Mag dich deine Katze? Wenn du auf diese Frage unsicher mit „Ich weiß es nicht, ich hoffe es“ antwortest, bist du vermutlich in guter Gesellschaft. Ein Wissenschaftler-Team wollte es genauer wissen und hat die Stubentiger einem Beziehungstest unterzogen.

Um herauszufinden, wie eng die Bindung eines Kindes zu seiner Mutter ist, kommt seit den 1970er Jahren der so genannte Ainsworth-Test zur Anwendung. Erfunden hat ihn die kanadische Psychologin Mary Ainsworth. Der Test funktioniert so: Eine Mutter wird zusammen mit ihrem Kind und einer zusätzlichen fremden Person in einen Raum gebracht.

Dann verlässt die Mutter den Raum und ihr Kind bleibt zurück mit der fremden Person. Weint das Kind und sucht verzweifelt seine Mutter, so spricht das laut Ainsworth-Test für eine gute Mutter-Kind-Bindung. Wendet sich das Kind hingegen vertrauensvoll dem Fremden als „Ersatzmutter“ zu, soll es um die Bindung zwischen Mutter und Kind weniger gut bestellt sein.

Wie verhalten sich Katzen in einer vergleichbaren Situation?

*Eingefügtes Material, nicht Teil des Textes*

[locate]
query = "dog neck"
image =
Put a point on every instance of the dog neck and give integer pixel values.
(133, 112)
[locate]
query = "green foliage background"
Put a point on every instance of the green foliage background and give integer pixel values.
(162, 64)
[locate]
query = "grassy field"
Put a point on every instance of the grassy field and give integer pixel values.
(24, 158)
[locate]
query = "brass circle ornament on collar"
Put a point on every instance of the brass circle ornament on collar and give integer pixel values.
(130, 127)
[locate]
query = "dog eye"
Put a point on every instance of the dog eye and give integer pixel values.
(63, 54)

Wissenschaftler unterziehen Katzen und ihre Halter dem Ainsworth-Test

Um ein möglichst sicheres Ergebnis zu liefern, wurde der Ainsworth-Test mit Katzen an verschiedenen Instituten in England und den USA durchgeführt.

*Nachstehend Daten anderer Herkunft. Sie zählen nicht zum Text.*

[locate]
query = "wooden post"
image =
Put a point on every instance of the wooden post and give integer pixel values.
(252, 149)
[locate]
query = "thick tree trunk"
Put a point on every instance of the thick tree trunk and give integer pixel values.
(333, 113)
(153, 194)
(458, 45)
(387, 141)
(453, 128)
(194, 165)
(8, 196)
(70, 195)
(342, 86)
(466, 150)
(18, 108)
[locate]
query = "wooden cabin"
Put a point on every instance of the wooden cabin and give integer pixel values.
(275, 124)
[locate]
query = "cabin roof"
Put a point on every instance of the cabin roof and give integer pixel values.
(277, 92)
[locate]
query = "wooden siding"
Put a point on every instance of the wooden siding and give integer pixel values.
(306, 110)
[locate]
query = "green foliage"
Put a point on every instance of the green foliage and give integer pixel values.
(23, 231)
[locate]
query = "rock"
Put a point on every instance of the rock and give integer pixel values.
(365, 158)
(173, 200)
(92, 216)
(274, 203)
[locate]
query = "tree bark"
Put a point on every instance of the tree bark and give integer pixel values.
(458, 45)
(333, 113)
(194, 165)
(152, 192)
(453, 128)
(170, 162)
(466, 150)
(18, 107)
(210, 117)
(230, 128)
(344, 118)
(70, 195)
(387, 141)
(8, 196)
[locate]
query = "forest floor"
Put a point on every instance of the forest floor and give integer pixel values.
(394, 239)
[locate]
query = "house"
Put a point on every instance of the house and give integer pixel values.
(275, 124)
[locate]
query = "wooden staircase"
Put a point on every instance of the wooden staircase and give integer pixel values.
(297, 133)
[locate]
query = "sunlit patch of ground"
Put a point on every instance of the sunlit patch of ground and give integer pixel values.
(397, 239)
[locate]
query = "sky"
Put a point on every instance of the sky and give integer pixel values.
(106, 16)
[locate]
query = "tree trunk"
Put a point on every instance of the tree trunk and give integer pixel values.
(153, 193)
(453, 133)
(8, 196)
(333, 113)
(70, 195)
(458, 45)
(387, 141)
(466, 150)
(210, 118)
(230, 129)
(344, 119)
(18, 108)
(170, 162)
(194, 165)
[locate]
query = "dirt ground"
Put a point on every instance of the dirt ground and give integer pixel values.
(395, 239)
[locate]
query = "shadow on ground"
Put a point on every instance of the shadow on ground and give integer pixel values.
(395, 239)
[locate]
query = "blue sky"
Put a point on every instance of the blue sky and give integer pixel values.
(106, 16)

Das Ergebnis: Genau so uneindeutig und mysteriös, wie unsere Stubentiger!

Die Tiere der ersten Versuchsgruppe in England reagierten unsicher und anhänglich, wenn ihr Halter den Raum verließ. Sie liefen etwa aufgeregt zur Tür, oder setzten sich in die Nähe des Ausgangs – ganz so, als ob sie auf Frauchens oder Herrchens Rückkehr warteten.

Solange sich ihre Bezugspersonen noch im Raum aufhielten, strichen die Katzen um ihre Beine, und suchten genau wie Hunde Schutz beim bekannten Menschen .

Im nächsten Versuch, dieses mal in den USA, bot sich dann ein ganz anderes Bild: Den Katzen schien die Abwesenheit ihrer Halter vollkommen gleichgültig zu sein. Sie freuten sich auch nicht, wenn Herrchen oder Frauchen nach einer längeren Abwesenheit zurück in den Raum kehrten.

Offenbar kommen Katzen also tatsächlich ganz wunderbar allein zurecht. Die meisten lieben zwar die Gesellschaft von uns Menschen, sind aber lange nicht so abhängig von uns wie Hunde.